Mortgage banking economists have improved their outlook for loan originations during the current quarter. Full-year expectations have risen for three months in a row.
From July 1, 2017, through Oct. 31, home-lending volume is expected to reach $455 billion. In the final quarter of this year, production is projected at just $348 billion.
The trough will occur in the first quarter of next year, when
mortgage originations are expected to come in at only $345 billion.
Third-quarter 2017 expectations improved from last month, when the Mortgage Bankers Association — which made the latest predictions in its MBA Mortgage Finance Forecast for July — previously projected $440 billion.
In fact, MBA has improved its forecast each month since April 2017.
The origination of loans to finance a home purchase are expected to total $320 billion during the current quarter then sink to $241 billion in the fourth quarter. The third-quarter outlook improved from $315 billion in June’s report.
Refinance volume is expected to fall from $135 billion this quarter to $107 billion three months later.
MBA raised the third-quarter number from $125 billion predicted in June.
Full-year overall originations are expected to fall from $1.627 trillion this year to $1.588 trillion in 2018. But the trade group has business in 2019 ascending to $1.640 trillion.

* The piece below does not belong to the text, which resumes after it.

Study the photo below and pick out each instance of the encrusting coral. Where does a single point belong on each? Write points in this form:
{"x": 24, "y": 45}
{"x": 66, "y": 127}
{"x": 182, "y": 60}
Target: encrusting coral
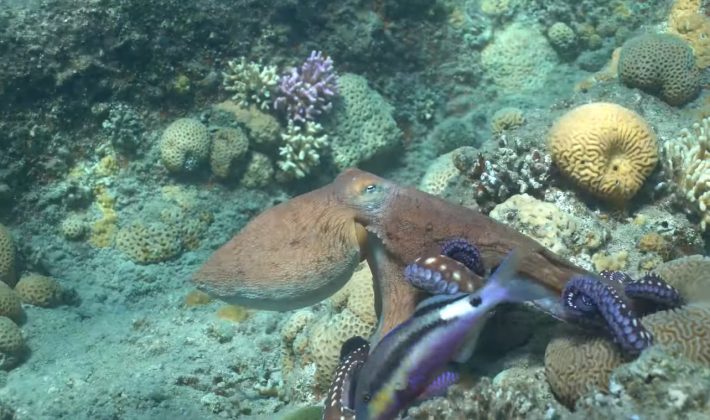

The 2017 projection was raised from $1.612 trillion.
Purchase originations are expected to climb from $1.089 trillion this year to $1.178 trillion in 2018 and $1.245 trillion in 2019. MBA previously predicted $1.084 in 2017 purchase-money lending.
Refinance volume will tumble from $0.538 trillion in all of 2017 to $0.410 next year and $0.395 in 2019.
This year’s outlook grew from $0.528 trillion predicted last month.
Refinance share is expected to thin from a third this year to 26 percent next year and just under a fourth in 2019.
One-to-four unit
mortgage debt outstanding is expected to grow from $10.050 trillion this year to $10.450 trillion in 2018 and $10.850 trillion the following year.